Centralisation makes the firm’s whole corpus of knowledge available to new extractive and genAI to power some seriously transformative productivity gains

“The lawyer is central to the value and adoption of this system,” he says. “Peppermint Connect is the glue that streamlines many of the repetitive tasks lawyers face by providing contextually-aware information where they want it.”

Walker suggests that AI-driven technology can, for example, identify a document drafted for a corporate bank and automatically categorise it as the financial services sector — eliminating a manual classification task for lawyers. The system allows for refined search filters such as industry relevance, document recency and authorship, making it easier to navigate through vast troves of documents.

But the success of this refined search is contingent on the availability of rich metadata. Without it, sifting through such a large volume of documents to find what’s truly valuable remains a significant challenge.

For example, Dale says it can make understanding market norms much easier. A legal professional drafting a particular clause could quickly compare the clause they have against others in recent documents with a similar profile. This could show whether the clause aligns with prevailing market norms and maximises utilisation of existing IP.

Securing the knowledge

Provision in the Microsoft 365 environment also helps firms comply with data protection laws and regulatory requirements by making use of permissions.
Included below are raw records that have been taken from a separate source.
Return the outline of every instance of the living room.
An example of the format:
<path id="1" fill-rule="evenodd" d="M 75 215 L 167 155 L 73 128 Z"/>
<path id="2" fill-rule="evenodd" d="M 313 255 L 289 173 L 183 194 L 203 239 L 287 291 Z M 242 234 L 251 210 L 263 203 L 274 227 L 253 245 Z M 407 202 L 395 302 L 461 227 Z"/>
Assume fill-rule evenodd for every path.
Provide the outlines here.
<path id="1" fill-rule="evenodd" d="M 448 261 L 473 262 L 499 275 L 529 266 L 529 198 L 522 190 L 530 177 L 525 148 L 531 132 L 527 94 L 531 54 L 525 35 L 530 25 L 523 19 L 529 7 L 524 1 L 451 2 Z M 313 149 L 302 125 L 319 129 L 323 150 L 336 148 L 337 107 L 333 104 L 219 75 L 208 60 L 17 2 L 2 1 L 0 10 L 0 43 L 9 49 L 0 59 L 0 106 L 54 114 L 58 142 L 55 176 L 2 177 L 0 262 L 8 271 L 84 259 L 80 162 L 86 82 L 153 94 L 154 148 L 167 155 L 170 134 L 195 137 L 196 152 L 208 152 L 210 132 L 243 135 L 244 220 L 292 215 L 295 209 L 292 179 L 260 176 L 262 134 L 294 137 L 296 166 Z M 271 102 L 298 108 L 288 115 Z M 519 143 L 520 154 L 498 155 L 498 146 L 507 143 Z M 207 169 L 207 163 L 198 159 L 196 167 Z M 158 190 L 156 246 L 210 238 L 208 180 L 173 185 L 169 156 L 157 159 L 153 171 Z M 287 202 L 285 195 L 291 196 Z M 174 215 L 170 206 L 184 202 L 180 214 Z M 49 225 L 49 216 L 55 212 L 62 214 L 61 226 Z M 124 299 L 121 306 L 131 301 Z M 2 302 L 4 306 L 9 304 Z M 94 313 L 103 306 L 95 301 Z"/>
“Lawyers can co-author or share with clients or other parties on a need-to-know or time-limited basis, or by applying a password for access,” explains Dale.

This is possible because SharePoint Embedded places information into secured ‘containers’, left within the law firm’s own Microsoft 365 environment, allowing Peppermint to containerise transactional data into storage containers that light up with information Pinsent Masons has entered with ease, adds Walker.
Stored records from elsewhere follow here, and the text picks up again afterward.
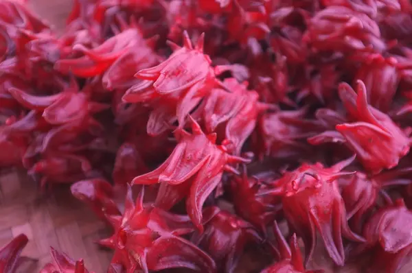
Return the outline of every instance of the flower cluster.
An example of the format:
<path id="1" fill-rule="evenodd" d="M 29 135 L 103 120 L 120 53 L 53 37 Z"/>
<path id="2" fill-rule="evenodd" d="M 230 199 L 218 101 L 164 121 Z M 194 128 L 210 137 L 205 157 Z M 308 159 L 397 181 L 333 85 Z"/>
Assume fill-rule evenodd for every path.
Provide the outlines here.
<path id="1" fill-rule="evenodd" d="M 72 184 L 108 272 L 412 256 L 408 1 L 75 0 L 61 36 L 23 2 L 0 0 L 0 167 Z"/>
This is aligned with seamless integration to other features already part of Microsoft 365 licenses — such as information barriers, security, audit controls, legal hold, purview records of authority and common Microsoft Admin — unlike other legacy-based solutions.

Speaking up in future

The ambitious productivity push doesn’t stop there. The next goal is to streamline a lawyer’s search experience even further.

The trio envisages a system where you could prompt vocally to retrieve older documents or emails for the same comparative analysis using natural language.

Imagine a lawyer wanting to find a document they’d created some time in the last two years concerning aircraft repossession. Instead of filling out numerous specific criteria, they’d simply state their query using everyday language, as the system can identify synonyms and related terms.

These innovative moves are core foundations being built to help ground the information to feed the LLMs — giving the legal world a significant intelligence and actionability upgrade — and enabling firms serious about efficiency to tap into their hidden depths of knowledge.